Cette différence est accentuée lorsque les membres du jury proviennent de différentes cultures.

Je participe régulièrement à un jury de dégustation avec des collègues de l’Ontario. Ils donnent de bonnes notes aux sauvignons herbacés et aux rieslings un peu sucrés, de mauvaises notes aux sauvignons minéraux et au riesling pétrolés. Les jurés francophones font exactement le contraire. Alors quels sont les vins qui reçoivent les médailles d’or? Les liquides qui obtiennent des notes moyennes et qui sont les préférés de personnes!

Les femmes dégustent mieux que les hommes

La différence s’accentue aussi en fonction du sexe. Eh oui, on voit malheureusement peu de femmes dans les clubs de dégustation et dans les concours de vins. Elles seraient moins compétitives dit-on. Pourtant, elles dégustent mieux que les hommes. Selon l’oto-rhino-laryngologiste Linda Batorshuk «chez les Américaines caucasiennes, 35 % des femmes sont des supertasters et seulement 15 % des hommes.» (9)

En conclusion

Tout cela pose un fâcheux problème aux chroniqueurs qui désirent bien décrire le vin. Comment faire si personne ne sent ni ne goûte la même chose?

Peut-on alors faire abstraction de son goût? On goûte avec son goût, comme on voit avec ses yeux. De toute manière, on ne peut pas faire abstraction de ce qu’on ne connaît pas. Connaissez-vous votre pH bucal et votre volume de production salivaire? Et là encore, est-ce qu’on serait plus avancé?

Nos goûts changent, évoluent. Au début, on aime les vins très costauds, boisés, confiturés. Puis, on aime moins le bois, ou on le détecte plus, ou s’en lasse. On s’éloigne tranquillement des vins charnus pour rechercher la finesse, la vivacité. D’autres font le chemin inverse.

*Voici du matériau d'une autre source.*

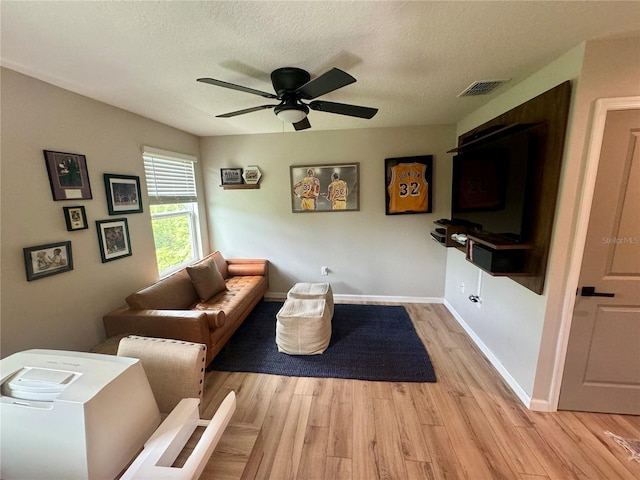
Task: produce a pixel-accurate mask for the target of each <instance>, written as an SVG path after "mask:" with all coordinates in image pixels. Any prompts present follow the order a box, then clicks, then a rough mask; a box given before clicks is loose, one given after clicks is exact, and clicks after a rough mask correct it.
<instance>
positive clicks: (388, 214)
mask: <svg viewBox="0 0 640 480" xmlns="http://www.w3.org/2000/svg"><path fill="white" fill-rule="evenodd" d="M384 169H385V185H384V186H385V207H386V211H385V213H386V214H387V215H404V214H412V213H431V212H433V202H432V191H433V183H432V179H433V155H420V156H416V157H400V158H386V159H385V160H384Z"/></svg>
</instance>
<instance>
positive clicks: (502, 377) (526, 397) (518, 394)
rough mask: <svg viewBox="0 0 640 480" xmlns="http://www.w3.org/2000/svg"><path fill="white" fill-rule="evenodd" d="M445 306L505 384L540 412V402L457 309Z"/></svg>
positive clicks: (530, 408) (518, 395)
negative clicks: (534, 397)
mask: <svg viewBox="0 0 640 480" xmlns="http://www.w3.org/2000/svg"><path fill="white" fill-rule="evenodd" d="M444 305H445V306H446V307H447V309H448V310H449V312H451V315H453V316H454V318H455V319H456V320H457V321H458V323H459V324H460V326H461V327H462V328H464V330H465V332H467V334H468V335H469V336H470V337H471V339H472V340H473V341H474V343H475V344H476V345H477V346H478V348H479V349H480V350H482V353H484V356H485V357H487V359H488V360H489V361H490V362H491V365H493V366H494V367H495V369H496V370H498V373H499V374H500V376H501V377H502V378H503V379H504V381H505V382H507V385H509V387H511V390H513V392H514V393H515V394H516V395H517V396H518V398H519V399H520V401H521V402H522V403H523V404H524V405H525V406H526V407H527V408H529V409H530V410H538V409H537V408H534V403H535V406H536V407H538V406H540V405H538V403H540V402H532V400H531V397H530V396H529V394H528V393H527V392H525V391H524V389H523V388H522V387H521V386H520V384H519V383H518V382H517V381H516V380H515V378H513V377H512V376H511V374H510V373H509V371H508V370H507V369H506V368H504V366H503V365H502V363H500V360H498V358H497V357H496V356H495V355H494V354H493V352H492V351H491V350H490V349H489V347H487V346H486V345H485V344H484V342H483V341H482V340H480V337H478V336H477V335H476V334H475V332H474V331H473V330H472V329H471V327H470V326H469V325H467V323H466V322H465V321H464V319H463V318H462V317H461V316H460V315H459V314H458V312H456V309H455V308H453V306H452V305H451V304H450V303H449V302H447V301H446V300H444ZM543 411H547V410H543Z"/></svg>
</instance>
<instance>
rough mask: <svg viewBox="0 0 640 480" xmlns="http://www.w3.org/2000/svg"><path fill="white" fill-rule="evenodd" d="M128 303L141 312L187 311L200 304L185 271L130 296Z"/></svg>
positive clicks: (177, 272)
mask: <svg viewBox="0 0 640 480" xmlns="http://www.w3.org/2000/svg"><path fill="white" fill-rule="evenodd" d="M126 301H127V305H129V307H131V308H135V309H141V310H149V309H151V310H186V309H188V308H191V306H192V305H193V304H195V303H197V302H198V295H197V294H196V291H195V289H194V288H193V284H192V283H191V278H189V275H188V274H187V272H186V271H185V270H184V269H183V270H179V271H178V272H176V273H174V274H173V275H170V276H168V277H165V278H162V279H160V280H158V281H157V282H156V283H154V284H153V285H150V286H148V287H147V288H143V289H142V290H139V291H137V292H136V293H133V294H131V295H129V296H128V297H127V298H126Z"/></svg>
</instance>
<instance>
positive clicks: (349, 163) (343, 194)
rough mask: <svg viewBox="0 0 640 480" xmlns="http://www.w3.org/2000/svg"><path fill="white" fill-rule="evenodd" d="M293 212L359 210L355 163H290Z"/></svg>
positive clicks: (358, 172) (291, 192) (359, 198)
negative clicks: (311, 163)
mask: <svg viewBox="0 0 640 480" xmlns="http://www.w3.org/2000/svg"><path fill="white" fill-rule="evenodd" d="M289 168H290V171H291V210H292V211H293V213H311V212H348V211H354V210H360V193H359V190H360V189H359V186H358V182H359V175H360V171H359V169H360V164H359V163H337V164H333V165H292V166H291V167H289Z"/></svg>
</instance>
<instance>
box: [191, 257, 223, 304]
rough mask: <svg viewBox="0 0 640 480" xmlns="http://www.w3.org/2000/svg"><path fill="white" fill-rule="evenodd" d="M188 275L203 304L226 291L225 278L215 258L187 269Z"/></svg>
mask: <svg viewBox="0 0 640 480" xmlns="http://www.w3.org/2000/svg"><path fill="white" fill-rule="evenodd" d="M187 273H188V274H189V277H190V278H191V282H192V283H193V287H194V288H195V289H196V293H197V294H198V297H200V301H201V302H206V301H207V300H209V299H210V298H211V297H213V296H214V295H215V294H216V293H219V292H221V291H223V290H225V289H226V285H225V283H224V278H222V275H221V274H220V271H219V270H218V266H217V265H216V262H215V260H214V259H213V258H208V259H207V260H206V261H202V262H198V263H196V264H195V265H191V266H189V267H187Z"/></svg>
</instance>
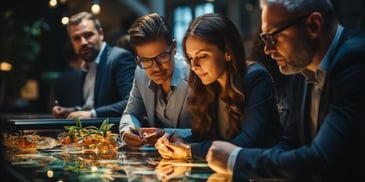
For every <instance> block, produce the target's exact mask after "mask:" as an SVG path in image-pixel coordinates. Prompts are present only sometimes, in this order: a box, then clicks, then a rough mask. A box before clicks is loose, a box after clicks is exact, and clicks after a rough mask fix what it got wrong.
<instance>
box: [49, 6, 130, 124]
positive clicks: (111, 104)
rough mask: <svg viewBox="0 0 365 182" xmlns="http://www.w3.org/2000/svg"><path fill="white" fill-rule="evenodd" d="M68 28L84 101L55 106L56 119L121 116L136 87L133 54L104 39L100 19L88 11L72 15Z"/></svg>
mask: <svg viewBox="0 0 365 182" xmlns="http://www.w3.org/2000/svg"><path fill="white" fill-rule="evenodd" d="M67 31H68V34H69V38H70V40H71V43H72V45H73V48H74V50H75V52H76V53H77V55H78V56H79V57H80V58H82V59H83V64H82V65H81V69H82V70H83V73H82V77H83V79H82V83H83V84H82V89H80V90H76V91H75V92H81V93H80V95H82V99H83V103H82V105H79V106H77V105H76V106H73V107H63V106H61V105H55V106H54V107H53V108H52V114H53V117H56V118H68V119H72V118H76V117H78V118H80V119H85V118H96V117H120V116H121V114H122V112H123V110H124V108H125V107H126V105H127V100H128V97H129V91H130V90H131V87H132V82H133V77H134V70H135V67H136V64H135V63H134V57H133V55H132V54H131V53H130V52H129V51H127V50H126V49H122V48H119V47H112V46H110V45H108V44H107V43H106V42H105V41H104V31H103V28H102V26H101V23H100V21H99V19H97V18H96V16H94V15H93V14H91V13H88V12H86V11H82V12H79V13H77V14H75V15H73V16H71V18H70V21H69V23H68V24H67Z"/></svg>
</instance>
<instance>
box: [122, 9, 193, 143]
mask: <svg viewBox="0 0 365 182" xmlns="http://www.w3.org/2000/svg"><path fill="white" fill-rule="evenodd" d="M128 32H129V36H130V43H131V45H132V47H133V49H134V50H135V52H136V55H137V57H136V62H137V64H138V67H137V68H136V71H135V75H134V82H133V88H132V91H131V93H130V97H129V100H128V105H127V107H126V109H125V110H124V112H123V116H122V118H121V120H120V125H119V131H120V133H121V136H122V139H123V141H124V142H125V143H126V145H127V146H128V147H132V148H138V147H141V146H143V145H145V144H149V145H151V146H154V144H155V142H156V140H157V139H158V138H159V137H161V136H162V135H164V133H165V132H171V130H174V131H175V132H176V133H175V134H177V135H179V136H181V137H184V136H187V135H190V134H191V131H190V129H191V120H192V118H191V114H190V112H189V111H188V107H187V100H188V96H189V95H190V88H189V85H188V77H189V71H190V66H189V65H188V64H187V63H186V61H185V59H184V57H182V56H178V55H177V54H176V46H177V44H176V40H174V39H173V38H172V31H171V28H170V27H169V26H168V24H167V22H166V20H165V18H164V17H162V16H160V15H158V14H157V13H151V14H147V15H144V16H142V17H140V18H139V19H137V20H136V21H135V22H134V23H133V25H132V26H131V28H130V29H129V31H128ZM130 128H132V130H131V129H130ZM177 128H179V129H177ZM141 136H142V137H141Z"/></svg>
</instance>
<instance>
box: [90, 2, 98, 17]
mask: <svg viewBox="0 0 365 182" xmlns="http://www.w3.org/2000/svg"><path fill="white" fill-rule="evenodd" d="M91 12H92V13H93V14H95V15H97V14H99V13H100V5H99V4H93V5H92V6H91Z"/></svg>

Est-ce un avantage d’avoir plus de papilles gustatives? Jancis Robinson dit que les supertasters sont désavantagés parce qu’ils verraient trop de défauts dans le vin. (10)

On en apprend tous les jours dans ce merveilleux monde du vin. Que doit-on faire? Continuer à chercher, apprendre, puis être conscient de la réalité, la reconnaître et l’accepter.

Comment alors vous consommateurs pouvez vous y retrouver dans les descriptions de dégustations des chroniqueurs? Je ne peux que donner un conseil: en lire beaucoup, de plusieurs et en trouver quelques-uns dont les goûts se rapprochent des vôtres à ce moment-ci.

Ce qui compte c’est d’y trouver son plaisir.
Découvrir un bon vin, chaque jour et le partager.


(1) Votre odorat est aussi unique que vos empreintes digitales
(2) Do You Taste What I Taste?
(3) The myth of the Universal Palate
(4) Taste Science
(4a) Wine Spectator, mai 2005
(5) Bartoshuk LM 1993 Genetic and pathological taste variation: what can we learn from animal models and human disease?
(6) Jacques Blouin: Le dictionnaire du vin et de la vigne (Dunod)
(7) L’acidité dans le vin
(8) The analysis of a wine tasting
(9) Do Taste Buds Make The Wine Critic?